Parmi cette multitude d’expériences musicales qui s’enchainent, je tombe littéralement raide dingue de la culture brésilienne. La langue, les musiques, les rythmes, les interprètes, les sons, les compositeurs, les textes. Je suis éponge, j’apprends tout ce que je peux, je questionne, je parle, je danse, je fréquente, je mange, je vis Brésil. Je plonge tellement loin que me revient souvent la question : mais êtes vous vraiment née à Cholet ??!! Je précise qu’au moment où le coup de foudre opère, je dispose simplement des disques et des brésilomanes qui m’entourent pour m’immerger dans cette culture, internet arrive quelques années plus tard.

Je rentre au Conservatoire Supérieur de Paris en 2003, pour quatre années intenses. Seule chanteuse parmi les étudiants, sans professeur de chant. Surprenant pour une institution comme celle ci. Les rencontrent n’en finissent pas, les groupes les concerts non plus, j’ai la chance de vivre les 2 dernières années du Blue Note et ses jams, lieu bien connu et aimé des musiciens brésiliens de passage ou établis à Paris. La chance aussi de vivre plusieurs années consécutives le festival de jazz de Calvi, sous le regard bienveillant de René Caumer son fondateur.

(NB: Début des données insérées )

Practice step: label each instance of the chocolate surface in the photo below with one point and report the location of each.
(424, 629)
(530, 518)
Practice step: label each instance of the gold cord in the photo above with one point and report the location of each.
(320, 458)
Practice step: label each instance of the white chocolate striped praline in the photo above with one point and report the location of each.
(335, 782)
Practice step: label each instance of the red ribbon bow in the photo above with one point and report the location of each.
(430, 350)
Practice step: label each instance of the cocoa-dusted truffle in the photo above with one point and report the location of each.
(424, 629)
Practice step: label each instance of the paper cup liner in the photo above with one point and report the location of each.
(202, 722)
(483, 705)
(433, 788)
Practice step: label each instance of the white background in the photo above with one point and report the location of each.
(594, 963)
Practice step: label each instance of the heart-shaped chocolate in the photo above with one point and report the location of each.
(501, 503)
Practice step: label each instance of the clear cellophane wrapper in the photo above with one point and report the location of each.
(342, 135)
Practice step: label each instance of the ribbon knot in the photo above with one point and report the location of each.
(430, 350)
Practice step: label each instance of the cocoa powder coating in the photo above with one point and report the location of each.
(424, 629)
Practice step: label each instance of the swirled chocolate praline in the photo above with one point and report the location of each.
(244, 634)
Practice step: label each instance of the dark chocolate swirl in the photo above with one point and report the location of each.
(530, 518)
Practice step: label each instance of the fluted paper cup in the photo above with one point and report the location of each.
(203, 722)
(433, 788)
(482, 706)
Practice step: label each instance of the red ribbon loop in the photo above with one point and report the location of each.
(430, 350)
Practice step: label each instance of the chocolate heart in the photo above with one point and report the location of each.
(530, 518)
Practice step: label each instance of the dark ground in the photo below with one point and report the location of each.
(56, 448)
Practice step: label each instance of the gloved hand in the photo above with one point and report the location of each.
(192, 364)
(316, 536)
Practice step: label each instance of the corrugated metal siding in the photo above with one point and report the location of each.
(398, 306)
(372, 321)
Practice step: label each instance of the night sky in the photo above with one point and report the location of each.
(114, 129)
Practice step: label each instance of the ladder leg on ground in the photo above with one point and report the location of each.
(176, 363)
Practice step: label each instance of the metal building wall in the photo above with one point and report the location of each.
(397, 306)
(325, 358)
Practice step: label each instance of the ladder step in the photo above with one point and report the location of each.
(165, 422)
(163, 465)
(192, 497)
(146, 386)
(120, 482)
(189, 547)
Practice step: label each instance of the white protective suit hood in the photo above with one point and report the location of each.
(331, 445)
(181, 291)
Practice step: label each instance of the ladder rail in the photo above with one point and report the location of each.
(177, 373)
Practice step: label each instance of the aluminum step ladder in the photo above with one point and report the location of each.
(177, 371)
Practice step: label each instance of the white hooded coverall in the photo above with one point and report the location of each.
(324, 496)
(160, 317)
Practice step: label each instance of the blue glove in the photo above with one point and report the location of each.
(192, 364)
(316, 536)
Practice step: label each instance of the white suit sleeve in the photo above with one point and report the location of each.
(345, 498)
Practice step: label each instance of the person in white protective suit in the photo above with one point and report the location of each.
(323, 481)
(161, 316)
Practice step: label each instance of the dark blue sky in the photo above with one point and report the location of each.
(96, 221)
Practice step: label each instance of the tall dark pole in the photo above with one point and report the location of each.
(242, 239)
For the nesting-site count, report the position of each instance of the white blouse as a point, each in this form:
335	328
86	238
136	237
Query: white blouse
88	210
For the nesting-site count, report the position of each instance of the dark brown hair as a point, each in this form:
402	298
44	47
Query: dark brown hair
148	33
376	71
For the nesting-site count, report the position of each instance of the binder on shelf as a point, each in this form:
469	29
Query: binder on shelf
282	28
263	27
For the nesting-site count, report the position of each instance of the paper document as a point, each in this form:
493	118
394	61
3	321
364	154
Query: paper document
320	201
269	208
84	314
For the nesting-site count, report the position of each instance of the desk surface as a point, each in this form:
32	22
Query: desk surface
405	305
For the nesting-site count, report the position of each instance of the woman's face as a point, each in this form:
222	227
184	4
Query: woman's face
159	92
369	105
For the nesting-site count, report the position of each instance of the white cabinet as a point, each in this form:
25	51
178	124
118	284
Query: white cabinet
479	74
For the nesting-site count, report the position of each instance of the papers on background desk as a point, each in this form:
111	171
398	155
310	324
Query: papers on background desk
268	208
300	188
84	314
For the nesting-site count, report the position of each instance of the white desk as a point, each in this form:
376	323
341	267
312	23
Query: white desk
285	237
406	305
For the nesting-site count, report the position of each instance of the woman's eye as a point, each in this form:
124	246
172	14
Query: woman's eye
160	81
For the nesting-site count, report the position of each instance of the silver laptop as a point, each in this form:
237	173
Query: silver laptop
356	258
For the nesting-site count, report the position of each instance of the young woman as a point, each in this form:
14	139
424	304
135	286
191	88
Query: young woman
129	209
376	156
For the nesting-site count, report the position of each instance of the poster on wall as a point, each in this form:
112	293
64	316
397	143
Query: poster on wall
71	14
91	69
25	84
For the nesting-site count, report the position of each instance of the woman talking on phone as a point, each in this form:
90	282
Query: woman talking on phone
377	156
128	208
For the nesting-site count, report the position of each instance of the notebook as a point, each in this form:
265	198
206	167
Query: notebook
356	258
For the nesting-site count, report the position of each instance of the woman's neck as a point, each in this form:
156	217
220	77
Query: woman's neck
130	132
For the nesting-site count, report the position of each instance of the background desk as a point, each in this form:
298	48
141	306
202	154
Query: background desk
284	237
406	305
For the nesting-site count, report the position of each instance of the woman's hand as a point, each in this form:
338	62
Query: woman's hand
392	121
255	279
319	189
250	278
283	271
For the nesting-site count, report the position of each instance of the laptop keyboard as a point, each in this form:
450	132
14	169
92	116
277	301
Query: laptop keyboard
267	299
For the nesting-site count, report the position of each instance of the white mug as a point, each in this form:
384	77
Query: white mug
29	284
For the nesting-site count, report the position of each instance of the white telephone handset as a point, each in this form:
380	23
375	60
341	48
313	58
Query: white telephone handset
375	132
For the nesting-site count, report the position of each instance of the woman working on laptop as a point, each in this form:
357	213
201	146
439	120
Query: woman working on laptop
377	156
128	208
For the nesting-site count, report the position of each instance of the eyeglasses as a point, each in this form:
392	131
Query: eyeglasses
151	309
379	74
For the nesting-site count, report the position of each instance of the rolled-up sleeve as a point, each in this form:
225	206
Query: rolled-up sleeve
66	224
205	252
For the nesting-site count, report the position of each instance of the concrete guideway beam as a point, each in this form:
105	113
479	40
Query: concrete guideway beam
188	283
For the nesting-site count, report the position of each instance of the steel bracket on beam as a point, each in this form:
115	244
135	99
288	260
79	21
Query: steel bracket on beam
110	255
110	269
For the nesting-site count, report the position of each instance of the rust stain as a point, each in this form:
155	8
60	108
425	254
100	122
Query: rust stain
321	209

J’embarque pour deux aventures au long cours et marquantes : les Voice Messengers, ensemble vocal jazz à huit chanteurs mixtes + une section rythmique, sorte de big band vocal dans la tradition des Double Six. Elle est là mon école de chant : dix ans au contact de 7 autres chanteurs.es, à tisser minutieusement un son avec un soin d’orfèvres.
L’autre navire c’est le groupe de percussions afro-brésiliennes Zalindê, orchestre constitué exclusivement de femmes. Si au départ je n’ai pas vu plus loin que le plaisir de se retrouver entre filles, très inhabituel pour moi dans le jazz, je mesurerai beaucoup plus tard la portée et l’engagement de cet orchestre sur la question de la présence des femmes dans le milieu très masculin des batucadas. On est en 2005.

Etre au conservatoire supérieur de Paris me permet de croiser la route de Cécile Garcia Fogel, comédienne qui me propose de rejoindre en tant que répétitrice une création musico-dramatique dédiée à Claude Nougaro. Je me retrouve pendant 2 mois aux côtés de Christophe Rauck, Philippe Berodot, sous la Coupole du Théâtre de la Ville, à faire répéter deux comédiens de haut vol qui s’emparent des mots comme je ne l’ai jamais vu chez les chanteurs. « L’Araignée de l’Eternel », titre donné à la pièce, me réconcilie avec le français et fait naitre un appétit/goût pour les textes à chansons, la poésie, les mots qui s’entrechoquent, l’écriture, qui n’a cessé de croître depuis.

Quelques années après ma sortie du conservatoire de Paris j’ai eu envie de me former à l’enseignement, moi qui avait été partiellement autodidacte pour le jazz, complètement pour le chant, pas tout à fait à ma place dans cette classe de jazz et musiques improvisées, pas tout à fait en dehors non plus, j’ai compris un peu tard que cette place c’était à moi de l’inventer. Personne ne me donnerait la recette.